As part of the review, 25 key mental-health professionals will dissect state laws and policies to see whether they have blocked access to care, transformed jails and prisons into warehouses for the mentally ill and limited a system in need of money and space.

Virginia Supreme Court Chief Justice Leroy R. Hassell Sr. will oversee the effort with Richard J. Bonnie, a law professor at the University of Virginia.

“The question is: How can we use the law most effectively to get people the help they need, when they need it?” Mr. Bonnie said.

The Chief Justice’s Commission on Mental Health reform will produce a mental-health reform package for the 2008 General Assembly session.

Judge Hassell last year said the problems are: The court system is swamped by nearly 50,000 involuntary mental-commitment hearings a year; jails and prisons are full of mentally ill prisoners who are barred from getting treatment; and community care has had to handle 90 percent of the state’s once-institutionalized mentally ill people.

Mary Ann Bergeron, executive director of the state’s umbrella organization of community service boards, said the strain from the demand for increased outpatient services could be placed on local mental-health providers.

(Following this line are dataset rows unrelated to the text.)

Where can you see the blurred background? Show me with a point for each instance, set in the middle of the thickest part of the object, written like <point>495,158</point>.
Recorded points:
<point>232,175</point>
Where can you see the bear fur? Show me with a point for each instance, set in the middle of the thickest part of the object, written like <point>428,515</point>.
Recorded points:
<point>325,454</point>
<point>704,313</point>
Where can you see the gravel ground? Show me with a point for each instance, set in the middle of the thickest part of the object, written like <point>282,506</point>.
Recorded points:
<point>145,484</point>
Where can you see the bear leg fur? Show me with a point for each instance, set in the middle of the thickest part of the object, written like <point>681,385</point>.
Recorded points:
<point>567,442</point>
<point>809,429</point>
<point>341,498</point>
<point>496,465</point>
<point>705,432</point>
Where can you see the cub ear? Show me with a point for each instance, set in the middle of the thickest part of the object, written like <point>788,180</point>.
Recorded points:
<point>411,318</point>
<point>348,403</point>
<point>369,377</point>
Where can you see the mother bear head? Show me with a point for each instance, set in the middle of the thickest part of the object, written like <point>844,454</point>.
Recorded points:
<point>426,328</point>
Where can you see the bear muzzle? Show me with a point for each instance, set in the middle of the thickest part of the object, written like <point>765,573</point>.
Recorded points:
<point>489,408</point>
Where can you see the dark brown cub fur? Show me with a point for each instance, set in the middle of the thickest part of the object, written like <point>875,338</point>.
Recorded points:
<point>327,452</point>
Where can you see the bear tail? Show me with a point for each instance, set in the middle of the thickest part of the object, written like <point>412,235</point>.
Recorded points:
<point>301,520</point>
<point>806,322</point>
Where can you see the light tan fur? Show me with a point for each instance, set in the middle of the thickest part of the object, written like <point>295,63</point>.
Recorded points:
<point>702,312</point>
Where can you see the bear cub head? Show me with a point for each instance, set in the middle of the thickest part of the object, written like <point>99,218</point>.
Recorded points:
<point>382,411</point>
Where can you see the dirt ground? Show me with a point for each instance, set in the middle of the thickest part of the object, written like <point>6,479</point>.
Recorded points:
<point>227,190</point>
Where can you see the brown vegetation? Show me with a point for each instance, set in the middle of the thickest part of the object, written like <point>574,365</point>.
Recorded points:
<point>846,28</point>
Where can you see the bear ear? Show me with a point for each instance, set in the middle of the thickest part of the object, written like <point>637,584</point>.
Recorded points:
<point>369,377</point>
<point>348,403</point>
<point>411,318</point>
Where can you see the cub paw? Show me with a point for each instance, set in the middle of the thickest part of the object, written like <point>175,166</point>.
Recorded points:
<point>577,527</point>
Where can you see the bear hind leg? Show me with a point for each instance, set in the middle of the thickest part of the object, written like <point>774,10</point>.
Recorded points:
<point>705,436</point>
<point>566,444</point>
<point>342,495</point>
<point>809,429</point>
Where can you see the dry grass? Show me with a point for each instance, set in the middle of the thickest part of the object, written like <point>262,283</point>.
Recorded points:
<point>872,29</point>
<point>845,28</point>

“Currently in Virginia, no community service board would be able to provide an intensive array of services without significant additional resources or a significant diversion of resources from other service areas,” said Mrs. Bergeron, who will be on the commission.

Mary Zdanowicz, executive director of Arlington’s Treatment Advocacy Center and another board member, said Virginia’s archaic laws linking care to a person’s level of dangerousness must be changed.

Community service boards must assess services based on danger-level criteria such as the number of previous commitments or psychotic breakdowns.

Judge Hassell has said he is aware of the conflict and pressures that can pit civil liberties against mandated care.

He also said last year that reforms must “balance the provision of care with respect for patients’ rights and public safety consideration.”

The cost of change also will be considered.

“I hope we will be able to do evaluations of what the various policy options will cost,” Mr. Bonnie said. He also said the commission will show legislators that filling in the gaps in service will reduce the cost of commitments and reduce costs in the legal system.

Ron Honberg, legal director for the National Alliance for the Mentally Ill, said Virginia has been steadily transforming its system from a focus on inpatient treatment to community-based treatment.

“The end results may be very positive, but a lot of people have fallen through the cracks,” he said. “Virginia desperately needs something like this.”